O ano de 2009 ficou marcado pela realização da primeira cúpula do BRIC, quando os chefes de Estado Luis Inácio Lula da Silva (Brasil), Dimitry Medvedev (Rússia), Manmohan Singh (Índia) e Hu Jintao (China) encontraram-se em Ecaterimburgo. Na ocasião, os países concordaram em promover o diálogo e a cooperação intra-BRIC de forma incremental, proativa, pragmática, aberta e transparente. O objetivo era construir um mundo harmonioso de paz duradoura e prosperidade comum.
Foi somente na reunião de chanceleres do BRIC, realizada à margem da Assembleia Geral das Nações Unidas, em setembro de 2010, que a incorporação da África do Sul foi decidida. O país foi convidado para participar da III Cúpula do grupo, em 2011, realizada em Sanya, no arquipélago de Hainan, na China: foi quando o BRICS nasceu.
Mecanismo político-diplomático alternativo
Desde então, o agrupamento realiza cúpulas anuais e estabeleceu-se como um mecanismo político-diplomático alternativo às instituições tradicionais do pós-guerra, formado apenas por países que se auto representam como “em desenvolvimento”. Em 2023, após mais de 10 anos com a mesma formatação, o BRICS deu um novo passo em sua expansão.
Naquele ano, quando a XV Cúpula foi realizada em Joanesburgo (África do Sul), foram convidados mais seis países: Argentina, Arábia Saudita, Egito, Emirados Árabes Unidos, Etiópia Irã. Javier Milei, então recém-eleito presidente da Argentina, recusou o convite. A Arábia Saudita ainda não formalizou a sua adesão. Os outros quatro países convidados passaram a compor o BRICS+, como o grupo passou a ser chamado a partir de 1º de janeiro de 2024.

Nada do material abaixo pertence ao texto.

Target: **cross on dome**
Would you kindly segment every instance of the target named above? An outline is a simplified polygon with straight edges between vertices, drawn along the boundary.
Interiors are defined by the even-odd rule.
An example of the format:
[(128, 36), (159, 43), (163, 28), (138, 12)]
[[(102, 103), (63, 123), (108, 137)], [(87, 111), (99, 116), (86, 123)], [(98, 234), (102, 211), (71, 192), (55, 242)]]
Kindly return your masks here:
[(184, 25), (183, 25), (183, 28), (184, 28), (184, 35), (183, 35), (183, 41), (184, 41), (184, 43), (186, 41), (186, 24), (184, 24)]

De acordo com Alicia Herrero, a China exerceu um papel central na ampliação do BRICS. Além da China, a Rússia também apoiou a expansão. O objetivo era se proteger do isolamento e das sanções ocidentais, resultado da invasão militar promovida na Ucrânia em 2022. Independente da motivação em jogo, a adição de novos membros torna o BRICS mais representativo em relação aos países em desenvolvimento. Suas vozes tornam-se mais fortes no cenário global.
Durante a XVI Cúpula do BRICS, realizada em 2024, em Kazan (Rússia), foi anunciada a criação de uma nova categoria de adesão de países ao agrupamento. Na Declaração de Kazan, o documento final da Cúpula estabeleceu a categoria de ‘Países Parceiros do BRICS’. Esse termo se refere aos países que poderão integrar o grupo, mas com uma participação limitada e sem direito a voto. Os convites foram feitos pela Rússia, consultando se os países realmente desejam entrar no grupo na categoria de parceiros.
Desde janeiro de 2025, já sob a presidência brasileira, o BRICS passou a contar oficialmente com os seguintes países parceiros: Belarus, Bolívia, Cazaquistão, Cuba, Malásia, Nigéria, Tailândia, Uganda e Uzbequistão. No mesmo mês, o Itamaraty confirmou o ingresso formal da Indonésia como membro pleno do grupo. A candidatura do país do Sudeste Asiático havia recebido o aval dos outros integrantes do BRICS em agosto de 2023, no contexto do processo de expansão do quadro de seus membros plenos.
Mas como a Indonésia realizava suas eleições presidenciais em 2024, o país então comunicou formalmente seu interesse de ingressar no agrupamento somente após a formação de seu novo governo. A entrada da Indonésia no BRICS neste ano de 2025 foi emblemática: em abril comemorou-se os 70 anos da Conferência de Bandung (Indonésia), realizada em 1955 — um marco fundador do movimento dos Países Não Alinhados. Esse forte simbolismo reforça os ideais de solidariedade, autonomia e cooperação entre países do Sul Global.